Dear all, I tried to train the model with VOC2012, but had error: out of memory. Following is the output message,

train.py --lr 0.00025 --wtDecay 0.0005 --gpu0 0 --maxIter 20000 --GTpath /home/hlc/Data/VOCdevkit/VOC2012/SegmentationClassAug --IMpath /home/hlc/Data/VOCdevkit/VOC2012/JPEGImages --LISTpath data/list/train_aug.txt
{'--GTpath': '/home/hlc/Data/VOCdevkit/VOC2012/SegmentationClassAug',
 '--IMpath': '/home/hlc/Data/VOCdevkit/VOC2012/JPEGImages',
 '--LISTpath': 'data/list/train_aug.txt',
 '--gpu0': '0',
 '--help': False,
 '--iterSize': '10',
 '--lr': '0.00025',
 '--maxIter': '20000',
 '--wtDecay': '0.0005'}
('iter = ', 0, 'of', 20000, 'completed, loss = ', array([ 2.40648198], dtype=float32))
('(poly lr policy) learning rate', 0.00025)
('iter = ', 1, 'of', 20000, 'completed, loss = ', array([ 1.26656163], dtype=float32))
('iter = ', 2, 'of', 20000, 'completed, loss = ', array([ 0.74460578], dtype=float32))
THCudaCheck FAIL file=/b/wheel/pytorch-src/torch/lib/THC/generic/THCStorage.cu line=66 error=2 : out of memory
Traceback (most recent call last):
  File "/home/hlc/codes/PycharmProjects/pytorch-deeplab-resnet/train.py", line 229, in <module>
    out = model(images)
  File "/usr/local/lib/python2.7/dist-packages/torch/nn/modules/module.py", line 206, in __call__
    result = self.forward(*input, **kwargs)
  File "/home/hlc/codes/PycharmProjects/pytorch-deeplab-resnet/deeplab_resnet.py", line 201, in forward
    out.append(self.Scale3(x3)) # for 0.5x scale
  File "/usr/local/lib/python2.7/dist-packages/torch/nn/modules/module.py", line 206, in __call__
    result = self.forward(*input, **kwargs)
  File "/home/hlc/codes/PycharmProjects/pytorch-deeplab-resnet/deeplab_resnet.py", line 178, in forward
    x = self.layer3(x)
  File "/usr/local/lib/python2.7/dist-packages/torch/nn/modules/module.py", line 206, in __call__
    result = self.forward(*input, **kwargs)
  File "/usr/local/lib/python2.7/dist-packages/torch/nn/modules/container.py", line 64, in forward
    input = module(input)
  File "/usr/local/lib/python2.7/dist-packages/torch/nn/modules/module.py", line 206, in __call__
    result = self.forward(*input, **kwargs)
  File "/home/hlc/codes/PycharmProjects/pytorch-deeplab-resnet/deeplab_resnet.py", line 89, in forward
    out = self.conv2(out)
  File "/usr/local/lib/python2.7/dist-packages/torch/nn/modules/module.py", line 206, in __call__
    result = self.forward(*input, **kwargs)
  File "/usr/local/lib/python2.7/dist-packages/torch/nn/modules/conv.py", line 237, in forward
    self.padding, self.dilation, self.groups)
  File "/usr/local/lib/python2.7/dist-packages/torch/nn/functional.py", line 40, in conv2d
    return f(input, weight, bias)
RuntimeError: cuda runtime error (2) : out of memory at /b/wheel/pytorch-src/torch/lib/THC/generic/THCStorage.cu:66

Process finished with exit code 1
`

The memory of my GPU is 8 GB, and the batchsize used in the code is 1. Any idea to this error? Thanks for your help.

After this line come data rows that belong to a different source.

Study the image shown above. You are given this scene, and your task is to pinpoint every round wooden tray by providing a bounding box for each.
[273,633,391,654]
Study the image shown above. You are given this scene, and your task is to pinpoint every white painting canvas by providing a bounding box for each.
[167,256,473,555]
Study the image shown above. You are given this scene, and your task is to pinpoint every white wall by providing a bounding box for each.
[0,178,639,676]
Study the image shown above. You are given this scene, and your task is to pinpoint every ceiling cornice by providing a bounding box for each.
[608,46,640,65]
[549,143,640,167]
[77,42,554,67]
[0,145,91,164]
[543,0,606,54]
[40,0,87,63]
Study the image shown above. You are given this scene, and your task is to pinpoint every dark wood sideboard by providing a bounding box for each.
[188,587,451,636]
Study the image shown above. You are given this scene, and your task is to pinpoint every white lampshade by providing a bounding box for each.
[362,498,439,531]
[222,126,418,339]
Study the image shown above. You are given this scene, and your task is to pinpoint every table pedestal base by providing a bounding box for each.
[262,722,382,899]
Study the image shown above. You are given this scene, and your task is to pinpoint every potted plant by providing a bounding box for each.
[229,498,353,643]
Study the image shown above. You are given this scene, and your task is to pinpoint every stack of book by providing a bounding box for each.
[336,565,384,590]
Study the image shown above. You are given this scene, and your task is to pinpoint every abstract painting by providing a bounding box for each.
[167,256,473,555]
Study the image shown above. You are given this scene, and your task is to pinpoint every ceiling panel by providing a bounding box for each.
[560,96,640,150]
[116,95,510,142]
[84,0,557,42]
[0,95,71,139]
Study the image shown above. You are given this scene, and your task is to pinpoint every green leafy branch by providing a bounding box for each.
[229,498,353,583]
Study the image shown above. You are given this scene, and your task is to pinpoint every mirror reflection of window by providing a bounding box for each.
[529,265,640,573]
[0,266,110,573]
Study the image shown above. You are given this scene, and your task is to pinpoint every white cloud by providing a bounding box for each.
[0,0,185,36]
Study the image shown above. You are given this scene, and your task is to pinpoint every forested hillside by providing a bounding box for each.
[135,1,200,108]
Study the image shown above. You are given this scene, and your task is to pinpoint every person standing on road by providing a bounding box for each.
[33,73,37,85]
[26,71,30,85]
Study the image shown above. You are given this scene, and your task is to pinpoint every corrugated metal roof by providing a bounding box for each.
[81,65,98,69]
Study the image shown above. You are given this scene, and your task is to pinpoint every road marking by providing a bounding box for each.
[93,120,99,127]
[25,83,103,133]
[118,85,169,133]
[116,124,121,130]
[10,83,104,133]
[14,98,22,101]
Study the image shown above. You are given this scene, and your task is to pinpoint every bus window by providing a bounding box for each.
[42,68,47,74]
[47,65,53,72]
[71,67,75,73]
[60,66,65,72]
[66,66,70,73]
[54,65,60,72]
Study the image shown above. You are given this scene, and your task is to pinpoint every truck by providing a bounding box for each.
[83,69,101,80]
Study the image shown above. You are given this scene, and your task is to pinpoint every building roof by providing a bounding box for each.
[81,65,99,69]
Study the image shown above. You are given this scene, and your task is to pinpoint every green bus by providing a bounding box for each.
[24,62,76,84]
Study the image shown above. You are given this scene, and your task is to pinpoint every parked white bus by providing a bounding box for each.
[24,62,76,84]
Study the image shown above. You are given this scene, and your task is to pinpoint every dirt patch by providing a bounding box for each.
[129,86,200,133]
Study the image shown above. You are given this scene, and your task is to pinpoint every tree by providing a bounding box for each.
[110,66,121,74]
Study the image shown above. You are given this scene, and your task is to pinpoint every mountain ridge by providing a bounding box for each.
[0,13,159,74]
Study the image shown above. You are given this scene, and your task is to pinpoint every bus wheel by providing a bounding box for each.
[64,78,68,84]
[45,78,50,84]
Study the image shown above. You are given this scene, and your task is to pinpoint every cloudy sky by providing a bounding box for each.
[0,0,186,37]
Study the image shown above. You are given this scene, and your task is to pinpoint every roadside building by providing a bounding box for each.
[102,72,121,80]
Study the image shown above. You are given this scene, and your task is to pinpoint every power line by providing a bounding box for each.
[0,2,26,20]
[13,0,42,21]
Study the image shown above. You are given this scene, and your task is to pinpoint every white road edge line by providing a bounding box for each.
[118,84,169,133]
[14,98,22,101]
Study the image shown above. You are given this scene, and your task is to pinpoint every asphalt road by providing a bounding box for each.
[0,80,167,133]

isht7 commented 7 years ago

This code was tested on a Nvidia Titan X GPU, where it was occupying about 11.9 GB of memory. Therefore, it would not run on a 8 GB GPU. You can use this .pth file which I trained myself on the train set of VOC2012. If you disable the scale augmentation in train.py then I think you should be able to accommodate it in a 8 GB GPU. You will have to modify some parts of train.py to remove the scale augmentation.